Indonesia–Tanzania relations
- Indonesia: Tanzania

= Indonesia–Tanzania relations =

Indonesia and Tanzania established diplomatic relations on 25 January 1964. The relations between both nations are mostly in the agriculture sector, where Indonesia provides training for Tanzanian farmers. In 2011 both countries established Indonesia-Tanzania Joint Agriculture Cooperation Committee (JACC), as a vehicle to improve agricultural sector co-operations, such as capacity building through training, joint research, and the expansion of market access to agricultural products.
Indonesia has an embassy in Dar es Salaam. Tanzania has a non-resident ambassador in Kuala Lumpur, Malaysia. Since 2023, Tanzania had opened an embassy in Jakarta. Both countries are members of multilateral organisations such as World Trade Organization (WTO), the Group of 77 and Non-Aligned Movement.

==History==
The bilateral relations between Indonesia and Tanzania was established in 1965. In April 2005, Vice-President of Tanzania, Dr. Ali Mohammed Shein visited Indonesia to commemorate 50 years of the Asia-Africa Conference in Bandung. Indonesian Minister for Agriculture Anton Apriantono visited Tanzania in April 2007, reciprocated in September 2007 by his counterpart, the Tanzanian Minister for Agriculture visited Indonesia, which also signed the MoU on the Establishment of JACC (Joint Agricultural Cooperation Committee).

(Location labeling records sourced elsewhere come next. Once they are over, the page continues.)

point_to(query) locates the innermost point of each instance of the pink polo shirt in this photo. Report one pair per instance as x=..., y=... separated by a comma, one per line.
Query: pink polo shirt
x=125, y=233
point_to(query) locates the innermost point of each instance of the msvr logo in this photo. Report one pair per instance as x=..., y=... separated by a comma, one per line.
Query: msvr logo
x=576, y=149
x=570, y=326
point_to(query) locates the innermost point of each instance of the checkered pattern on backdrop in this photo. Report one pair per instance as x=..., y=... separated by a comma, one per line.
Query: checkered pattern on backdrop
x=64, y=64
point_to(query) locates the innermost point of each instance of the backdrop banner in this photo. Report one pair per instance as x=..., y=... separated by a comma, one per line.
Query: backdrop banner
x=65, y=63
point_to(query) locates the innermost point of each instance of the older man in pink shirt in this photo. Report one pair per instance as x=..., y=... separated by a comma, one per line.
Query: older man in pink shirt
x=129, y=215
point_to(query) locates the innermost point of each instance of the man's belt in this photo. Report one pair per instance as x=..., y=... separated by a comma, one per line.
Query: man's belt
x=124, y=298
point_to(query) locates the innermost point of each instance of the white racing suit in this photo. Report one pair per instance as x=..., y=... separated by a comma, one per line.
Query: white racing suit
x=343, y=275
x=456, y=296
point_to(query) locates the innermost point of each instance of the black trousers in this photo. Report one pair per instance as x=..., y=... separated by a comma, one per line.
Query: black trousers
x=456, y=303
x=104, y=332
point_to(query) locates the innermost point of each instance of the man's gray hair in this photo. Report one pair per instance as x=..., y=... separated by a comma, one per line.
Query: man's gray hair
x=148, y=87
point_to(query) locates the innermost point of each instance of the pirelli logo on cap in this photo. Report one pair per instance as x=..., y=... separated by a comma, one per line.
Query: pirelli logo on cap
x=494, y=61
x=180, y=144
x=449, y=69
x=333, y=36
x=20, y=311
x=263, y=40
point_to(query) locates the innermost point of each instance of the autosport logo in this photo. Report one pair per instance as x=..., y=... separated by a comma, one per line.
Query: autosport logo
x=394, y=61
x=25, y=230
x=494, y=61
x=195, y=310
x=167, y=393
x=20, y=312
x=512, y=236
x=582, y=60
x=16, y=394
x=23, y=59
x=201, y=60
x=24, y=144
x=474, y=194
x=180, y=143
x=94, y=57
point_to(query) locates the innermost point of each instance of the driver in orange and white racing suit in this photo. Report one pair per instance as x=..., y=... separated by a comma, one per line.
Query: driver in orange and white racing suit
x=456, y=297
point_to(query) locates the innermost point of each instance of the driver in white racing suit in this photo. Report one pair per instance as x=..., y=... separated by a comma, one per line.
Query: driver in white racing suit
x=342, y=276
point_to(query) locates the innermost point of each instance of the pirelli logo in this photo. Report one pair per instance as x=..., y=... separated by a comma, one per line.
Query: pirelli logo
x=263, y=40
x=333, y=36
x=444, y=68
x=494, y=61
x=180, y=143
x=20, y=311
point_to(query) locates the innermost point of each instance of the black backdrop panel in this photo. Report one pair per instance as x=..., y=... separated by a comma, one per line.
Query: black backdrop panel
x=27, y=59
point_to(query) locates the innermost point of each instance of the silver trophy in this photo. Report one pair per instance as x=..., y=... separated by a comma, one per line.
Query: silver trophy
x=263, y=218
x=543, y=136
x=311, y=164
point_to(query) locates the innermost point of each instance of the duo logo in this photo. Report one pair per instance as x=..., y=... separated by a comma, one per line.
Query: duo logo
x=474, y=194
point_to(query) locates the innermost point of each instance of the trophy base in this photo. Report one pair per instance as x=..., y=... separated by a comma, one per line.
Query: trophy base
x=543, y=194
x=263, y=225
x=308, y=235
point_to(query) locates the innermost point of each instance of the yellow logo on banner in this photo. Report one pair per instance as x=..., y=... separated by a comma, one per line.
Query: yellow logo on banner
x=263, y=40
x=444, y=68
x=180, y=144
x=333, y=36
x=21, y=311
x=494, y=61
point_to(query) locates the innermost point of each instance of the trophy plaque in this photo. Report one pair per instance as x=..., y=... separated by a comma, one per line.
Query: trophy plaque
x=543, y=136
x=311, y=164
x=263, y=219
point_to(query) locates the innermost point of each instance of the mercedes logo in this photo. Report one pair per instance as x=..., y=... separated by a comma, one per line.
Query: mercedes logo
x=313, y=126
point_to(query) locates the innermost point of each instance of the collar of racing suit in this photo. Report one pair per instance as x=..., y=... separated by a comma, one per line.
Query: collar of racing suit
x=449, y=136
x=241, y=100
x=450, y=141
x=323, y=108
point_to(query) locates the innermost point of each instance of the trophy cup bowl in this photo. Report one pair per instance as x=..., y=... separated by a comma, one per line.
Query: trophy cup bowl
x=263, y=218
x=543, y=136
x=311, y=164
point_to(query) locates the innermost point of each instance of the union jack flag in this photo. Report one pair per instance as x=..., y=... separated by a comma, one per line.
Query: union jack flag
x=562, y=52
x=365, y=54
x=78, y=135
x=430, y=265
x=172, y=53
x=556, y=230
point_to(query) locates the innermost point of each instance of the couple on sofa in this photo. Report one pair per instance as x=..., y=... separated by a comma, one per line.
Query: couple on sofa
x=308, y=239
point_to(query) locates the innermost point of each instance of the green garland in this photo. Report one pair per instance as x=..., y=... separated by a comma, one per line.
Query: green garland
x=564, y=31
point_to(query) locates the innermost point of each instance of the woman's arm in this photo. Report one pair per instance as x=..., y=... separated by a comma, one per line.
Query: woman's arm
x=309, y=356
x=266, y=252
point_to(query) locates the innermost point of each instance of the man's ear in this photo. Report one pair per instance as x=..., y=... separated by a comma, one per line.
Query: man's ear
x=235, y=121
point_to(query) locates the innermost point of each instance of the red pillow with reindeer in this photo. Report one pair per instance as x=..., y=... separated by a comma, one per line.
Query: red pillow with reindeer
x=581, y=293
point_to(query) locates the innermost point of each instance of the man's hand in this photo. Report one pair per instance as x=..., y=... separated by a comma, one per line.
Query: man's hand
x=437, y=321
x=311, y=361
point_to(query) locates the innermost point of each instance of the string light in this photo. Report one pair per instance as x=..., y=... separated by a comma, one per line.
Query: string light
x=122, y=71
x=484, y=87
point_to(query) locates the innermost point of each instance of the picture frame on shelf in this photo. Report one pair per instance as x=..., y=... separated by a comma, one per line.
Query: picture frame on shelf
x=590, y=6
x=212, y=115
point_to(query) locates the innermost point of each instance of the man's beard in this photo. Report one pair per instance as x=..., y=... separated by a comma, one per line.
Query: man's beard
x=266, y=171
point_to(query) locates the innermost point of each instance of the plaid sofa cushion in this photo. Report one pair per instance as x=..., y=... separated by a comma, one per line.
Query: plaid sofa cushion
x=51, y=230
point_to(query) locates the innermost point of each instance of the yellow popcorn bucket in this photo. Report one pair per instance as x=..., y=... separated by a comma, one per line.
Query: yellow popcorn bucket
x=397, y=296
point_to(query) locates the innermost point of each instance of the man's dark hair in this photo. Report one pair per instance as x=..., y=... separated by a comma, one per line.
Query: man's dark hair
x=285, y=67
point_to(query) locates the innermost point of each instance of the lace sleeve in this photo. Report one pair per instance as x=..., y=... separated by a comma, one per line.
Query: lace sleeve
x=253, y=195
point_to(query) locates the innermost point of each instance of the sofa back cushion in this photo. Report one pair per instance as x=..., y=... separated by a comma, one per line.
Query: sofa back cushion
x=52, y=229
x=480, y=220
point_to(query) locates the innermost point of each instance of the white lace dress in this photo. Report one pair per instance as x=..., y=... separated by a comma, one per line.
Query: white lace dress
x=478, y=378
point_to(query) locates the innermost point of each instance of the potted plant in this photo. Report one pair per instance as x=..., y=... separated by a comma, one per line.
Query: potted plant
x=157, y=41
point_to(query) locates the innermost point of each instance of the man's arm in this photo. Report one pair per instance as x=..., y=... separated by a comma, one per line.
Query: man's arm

A new embassy chancery for Tanzania has been officially open in Jakarta since 2023. the building has been completed since 2022 and officially opened in 2023 by Retno Marsudi and Dr Stergomena Tax. Indonesian Presidents Suharto and Joko Widodo had visited Tanzania in 1991 and 2023, respectively.

=== Exchange of visits ===

High-level visits from Tanzania to Indonesia
|  | Title | Name | Year | Notes |
|---|---|---|---|---|
| 1 | President of Tanzania | Julius Nyerere | 8 October 1981 |  |
| 2 | President of Tanzania | Ali Hassan Mwinyi | 3 March 1987 |  |
| 3 | President of Tanzania | Samia Suluhu Hassan | 25 January 2024 |  |

High-level visits from Indonesia to Tanzania
|  | Title | Name | Year | Notes |
|---|---|---|---|---|
| 1 | President of Indonesia | Suharto | 5 December 1991 |  |
| 2 | President of Indonesia | Joko Widodo | 21-22 August 2023 |  |

==Trade==
Indonesia's government has expressed interest in creating a preferential trade agreement between the two countries. In 2022, Indonesian exports to Tanzania amounted to 74 million USD, led by palm oil and derivatives, while Tanzanian exports to Indonesia amounted to 28 million USD, primarily cloves, cocoa, and tobacco.

==Agriculture==
The relations between two countries mostly emphasize on agriculture sector. In 1996 Indonesia established Farmer's Agriculture and Rural Training Centre (FARTC) in Mkindo, Morogoro, Tanzania, where Indonesian agriculture experts provide training for Tanzanian farmers. However, because of austerity measures the program was terminated in 2004. In 2007 Minister of Agriculture of Tanzania visited his counterpart in Indonesia, requesting the resuming of the FARTC program. In March 2011, Indonesian Government reactivated FARTC. For Indonesia, this agriculture assistance for Tanzania was motivated by the South–South cooperation and Non-Aligned Movement solidarity, which promote collective self-reliance especially in food security.